Wites & Kapetan Wins $500,000 Arbitration Award for Defrauded Investors

Wites & Kapetan, P.A. today announced that Judy Schulman, a Boca Raton resident who suffered substantial losses in a risky portfolio of Collateralized Mortgage Obligations (CMOs) sold to her as a safe and conservative investment by Brookstreet Securities Corporation, received an arbitration award of $523,300. After a 4-day hearing, the Financial Industry Regulatory Authority (FINRA) Arbitration Panel found Brookstreet and its President, Stanley Brooks, jointly and severally liable for Ms. Schulman’s losses.
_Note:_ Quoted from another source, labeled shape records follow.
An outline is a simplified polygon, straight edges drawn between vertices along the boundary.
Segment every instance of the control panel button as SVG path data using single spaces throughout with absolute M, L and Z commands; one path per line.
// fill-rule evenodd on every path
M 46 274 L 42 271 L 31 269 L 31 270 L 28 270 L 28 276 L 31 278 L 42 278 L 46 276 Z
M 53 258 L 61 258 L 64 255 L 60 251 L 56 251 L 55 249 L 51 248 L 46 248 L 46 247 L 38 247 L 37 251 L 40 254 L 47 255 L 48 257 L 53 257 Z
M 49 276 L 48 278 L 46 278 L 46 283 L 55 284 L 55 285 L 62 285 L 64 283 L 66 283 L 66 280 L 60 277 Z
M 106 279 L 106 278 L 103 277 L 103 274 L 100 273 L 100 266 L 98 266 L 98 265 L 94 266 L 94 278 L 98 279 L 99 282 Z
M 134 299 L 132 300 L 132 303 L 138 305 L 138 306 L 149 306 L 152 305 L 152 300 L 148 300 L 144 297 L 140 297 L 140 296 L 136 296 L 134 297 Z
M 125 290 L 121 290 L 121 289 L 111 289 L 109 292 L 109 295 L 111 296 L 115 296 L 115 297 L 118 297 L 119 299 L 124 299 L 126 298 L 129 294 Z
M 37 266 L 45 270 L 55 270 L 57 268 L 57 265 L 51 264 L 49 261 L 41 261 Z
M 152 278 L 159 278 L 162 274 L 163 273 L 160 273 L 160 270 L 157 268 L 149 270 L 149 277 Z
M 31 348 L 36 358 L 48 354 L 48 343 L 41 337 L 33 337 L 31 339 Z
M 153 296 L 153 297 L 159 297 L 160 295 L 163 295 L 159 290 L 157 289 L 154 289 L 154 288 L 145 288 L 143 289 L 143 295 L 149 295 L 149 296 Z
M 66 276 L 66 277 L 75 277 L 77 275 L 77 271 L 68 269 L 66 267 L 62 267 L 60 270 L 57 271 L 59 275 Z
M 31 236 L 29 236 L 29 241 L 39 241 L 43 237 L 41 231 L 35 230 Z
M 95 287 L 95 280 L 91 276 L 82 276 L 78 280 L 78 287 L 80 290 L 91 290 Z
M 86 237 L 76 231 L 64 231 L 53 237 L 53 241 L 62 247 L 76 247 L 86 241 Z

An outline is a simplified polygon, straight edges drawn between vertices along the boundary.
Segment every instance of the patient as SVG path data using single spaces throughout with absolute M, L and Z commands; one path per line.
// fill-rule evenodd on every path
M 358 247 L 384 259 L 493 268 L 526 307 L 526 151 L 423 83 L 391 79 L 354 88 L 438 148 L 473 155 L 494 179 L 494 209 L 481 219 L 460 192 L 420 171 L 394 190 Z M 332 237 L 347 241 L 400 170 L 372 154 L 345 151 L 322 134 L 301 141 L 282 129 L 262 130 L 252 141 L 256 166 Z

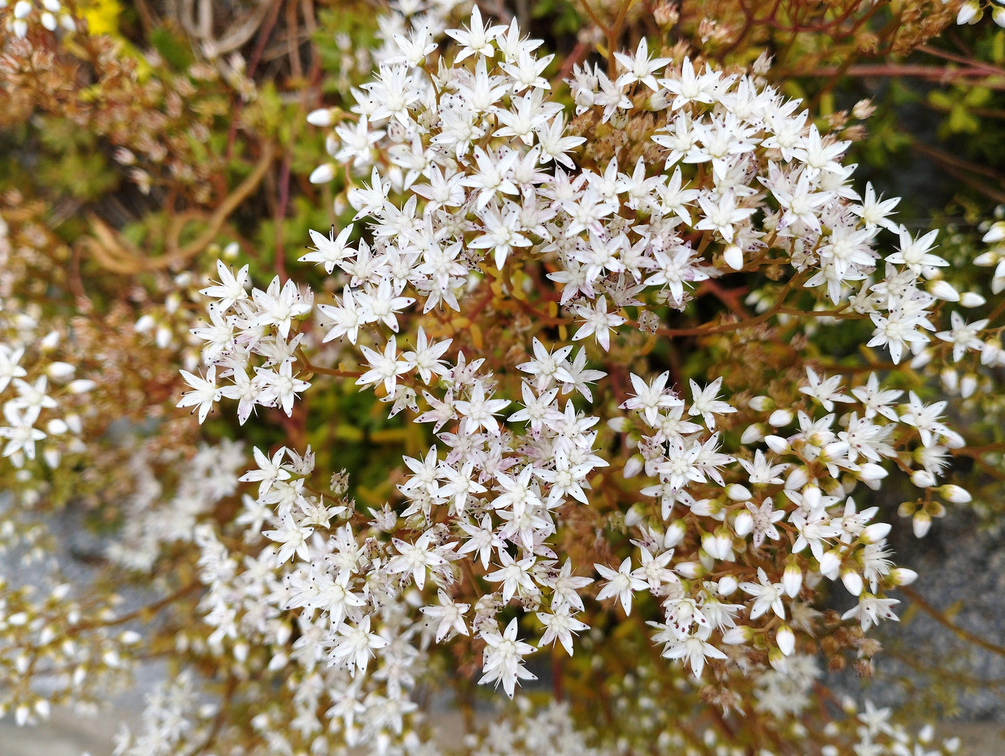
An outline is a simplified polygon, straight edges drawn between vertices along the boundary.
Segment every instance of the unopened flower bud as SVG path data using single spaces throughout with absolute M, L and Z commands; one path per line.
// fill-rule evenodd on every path
M 932 349 L 922 349 L 918 352 L 914 358 L 911 360 L 910 365 L 913 369 L 920 369 L 924 367 L 929 362 L 932 361 Z
M 684 524 L 684 521 L 674 520 L 670 523 L 670 526 L 666 528 L 666 533 L 663 534 L 663 548 L 673 548 L 674 546 L 679 545 L 679 543 L 684 539 L 684 535 L 686 535 L 686 533 L 687 526 Z
M 960 386 L 960 375 L 952 367 L 947 367 L 941 373 L 939 377 L 943 383 L 943 389 L 945 389 L 950 394 L 955 394 Z
M 331 163 L 325 163 L 311 172 L 308 181 L 312 184 L 328 184 L 334 178 L 335 166 Z
M 723 252 L 723 259 L 734 270 L 740 270 L 744 267 L 744 251 L 739 245 L 731 244 L 728 246 Z
M 335 122 L 331 107 L 320 107 L 308 113 L 308 122 L 316 127 L 330 127 Z
M 607 427 L 614 431 L 614 433 L 628 433 L 631 430 L 631 421 L 619 415 L 616 418 L 608 420 Z
M 59 331 L 50 330 L 45 336 L 38 342 L 38 348 L 42 351 L 51 351 L 59 343 Z
M 782 674 L 785 674 L 789 669 L 789 665 L 785 661 L 785 655 L 781 649 L 768 650 L 768 664 L 771 665 L 773 670 Z
M 746 486 L 742 486 L 739 483 L 728 485 L 726 487 L 726 495 L 734 501 L 748 501 L 751 498 L 751 492 Z
M 782 428 L 783 426 L 789 425 L 789 423 L 792 422 L 793 417 L 795 416 L 792 414 L 792 410 L 775 410 L 775 412 L 768 417 L 768 425 L 774 426 L 775 428 Z
M 960 396 L 964 399 L 969 399 L 974 396 L 974 392 L 977 391 L 977 375 L 972 372 L 968 372 L 960 381 Z
M 963 5 L 960 6 L 960 12 L 956 14 L 956 24 L 957 26 L 963 26 L 964 24 L 969 24 L 975 21 L 981 20 L 981 4 L 978 0 L 967 0 Z M 995 226 L 998 224 L 996 223 Z M 989 231 L 984 239 L 992 235 L 994 231 L 994 226 L 991 227 L 992 231 Z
Ms. Schulman, who was 53 when the account was opened, argued that Brookstreet failed her by recommending a risky, complex portfolio comprised almost entirely of CMOs, which Brookstreet marketed to her as a conservative investment that would yield income and was as safe as a bank CD. Ms. Schulman had very limited investment experience, and clearly told her broker that she wanted only very conservative investments and did not want to lose any money.
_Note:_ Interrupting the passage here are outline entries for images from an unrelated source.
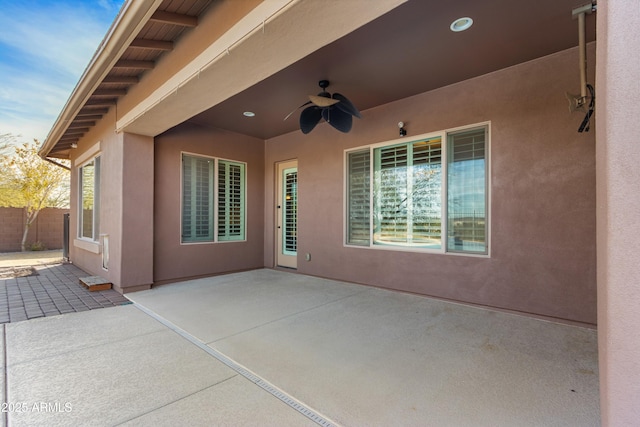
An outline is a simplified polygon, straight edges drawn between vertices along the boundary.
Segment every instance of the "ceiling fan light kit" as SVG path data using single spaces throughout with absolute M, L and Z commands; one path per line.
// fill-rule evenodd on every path
M 302 133 L 308 134 L 311 132 L 322 119 L 340 132 L 349 132 L 353 126 L 353 117 L 362 117 L 360 111 L 346 96 L 327 92 L 326 89 L 329 87 L 328 80 L 320 80 L 318 86 L 320 86 L 322 92 L 318 95 L 309 95 L 309 101 L 289 113 L 285 120 L 299 108 L 307 107 L 300 113 L 300 130 Z

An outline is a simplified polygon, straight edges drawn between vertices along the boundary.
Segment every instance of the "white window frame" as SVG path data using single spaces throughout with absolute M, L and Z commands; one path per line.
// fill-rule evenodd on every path
M 92 153 L 93 154 L 93 153 Z M 94 167 L 94 177 L 93 177 L 93 215 L 92 215 L 92 224 L 91 224 L 91 237 L 87 237 L 83 235 L 84 228 L 84 212 L 83 212 L 83 170 L 84 168 L 93 162 Z M 101 174 L 102 174 L 102 159 L 101 154 L 97 153 L 92 155 L 90 158 L 84 158 L 83 162 L 77 166 L 78 169 L 78 229 L 77 229 L 77 240 L 81 242 L 88 242 L 91 244 L 97 244 L 100 240 L 100 182 L 101 182 Z M 76 246 L 82 246 L 82 243 L 79 243 Z M 91 247 L 87 248 L 88 250 L 92 250 Z
M 182 234 L 182 229 L 183 229 L 183 204 L 184 204 L 184 163 L 183 163 L 183 159 L 185 158 L 185 156 L 188 157 L 197 157 L 197 158 L 201 158 L 201 159 L 210 159 L 213 162 L 213 188 L 212 191 L 210 193 L 210 196 L 213 198 L 213 209 L 211 212 L 211 215 L 213 216 L 213 221 L 212 221 L 212 227 L 213 227 L 213 233 L 212 233 L 212 237 L 210 240 L 194 240 L 194 241 L 189 241 L 189 240 L 185 240 L 184 236 Z M 242 177 L 242 236 L 241 238 L 228 238 L 228 237 L 220 237 L 220 233 L 219 233 L 219 200 L 218 200 L 218 186 L 219 186 L 219 178 L 218 178 L 218 173 L 219 173 L 219 166 L 220 166 L 220 162 L 228 162 L 230 164 L 238 164 L 238 165 L 242 165 L 242 173 L 243 173 L 243 177 Z M 247 241 L 247 212 L 248 212 L 248 206 L 247 206 L 247 175 L 248 175 L 248 168 L 247 168 L 247 163 L 246 162 L 242 162 L 242 161 L 238 161 L 238 160 L 232 160 L 232 159 L 226 159 L 226 158 L 221 158 L 221 157 L 214 157 L 214 156 L 208 156 L 208 155 L 204 155 L 204 154 L 199 154 L 199 153 L 193 153 L 193 152 L 187 152 L 187 151 L 181 151 L 180 152 L 180 203 L 179 203 L 179 209 L 180 209 L 180 223 L 179 223 L 179 238 L 180 238 L 180 244 L 181 245 L 208 245 L 208 244 L 218 244 L 218 243 L 234 243 L 234 242 L 246 242 Z
M 448 246 L 448 207 L 447 207 L 447 186 L 448 186 L 448 135 L 458 132 L 470 131 L 477 128 L 486 129 L 486 141 L 485 141 L 485 216 L 486 216 L 486 252 L 463 252 L 449 249 Z M 420 246 L 412 246 L 410 244 L 402 245 L 382 245 L 375 244 L 373 241 L 374 230 L 374 158 L 375 150 L 377 148 L 392 147 L 394 145 L 406 144 L 411 142 L 418 142 L 421 140 L 431 138 L 441 138 L 442 144 L 442 194 L 441 194 L 441 245 L 438 249 L 425 248 Z M 370 159 L 370 174 L 369 174 L 369 242 L 368 244 L 349 243 L 349 155 L 351 153 L 363 152 L 369 150 Z M 361 248 L 369 250 L 385 250 L 385 251 L 404 251 L 404 252 L 420 252 L 420 253 L 433 253 L 433 254 L 447 254 L 455 256 L 471 256 L 480 258 L 491 257 L 491 122 L 481 122 L 471 125 L 465 125 L 455 128 L 444 129 L 436 132 L 425 133 L 416 136 L 408 136 L 404 138 L 398 138 L 395 140 L 388 140 L 378 142 L 374 144 L 363 145 L 359 147 L 349 148 L 344 150 L 343 157 L 344 175 L 343 175 L 343 246 L 348 248 Z

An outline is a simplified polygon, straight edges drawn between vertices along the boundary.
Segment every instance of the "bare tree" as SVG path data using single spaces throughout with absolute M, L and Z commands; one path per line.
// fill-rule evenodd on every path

Ms. Schulman’s lawyer, Marc A. Wites of Wites & Kapetan, P.A., in Lighthouse Point, Florida, argued that Stanley Brooks should be held jointly and severally liable because Brooks’ directed his firm to engage in a company-wide scheme to misrepresent and promote CMOs as safe, conservative investments, and that Brooks and the firm knew that they were volatile, risky and suitable only for sophisticated investors.

CMOs are highly complex and volatile investments suitable only for sophisticated investors. In a 1993 notice to its members, FINRA (which was then known as the National Association of Securities Dealers or NASD) pronounced that CMO positions like the ones sold to Ms. Schulman are volatile, and suitable only for sophisticated investors with high risk profiles. Ms. Schulman’s Brookstreet account declined in value within months after it was opened in September 2005, and it never recovered.

According to Mr. Wites, the case was the first in the nation concerning Brookstreet’s CMO Program to reach the final arbitration hearing, which is the equivalent of a trial. He added, though, that unlike Mrs. Schulman’s case, the dozens of other cases against Brookstreet were brought by investors who allege that they were fraudulently induced to purchase unsuitable CMOs and suffered losses caused, in part, by margin calls that led to the ultimate demise of Brookstreet in June 2007. Ms. Schulman’s account was not subject to any margin calls, and was closed before Brookstreet went under.

The Arbitration Panel also found that Brookstreet and Mr. Brooks failed to comply with discovery requests and orders of the Panel, and sanctioned them $15,000. As additional sanctions, the Panel ordered them to pay Ms. Schulman’s attorney’s fees, and to pay all of the hearing session fees charged by FINRA to run the arbitration, which totaled $20,400.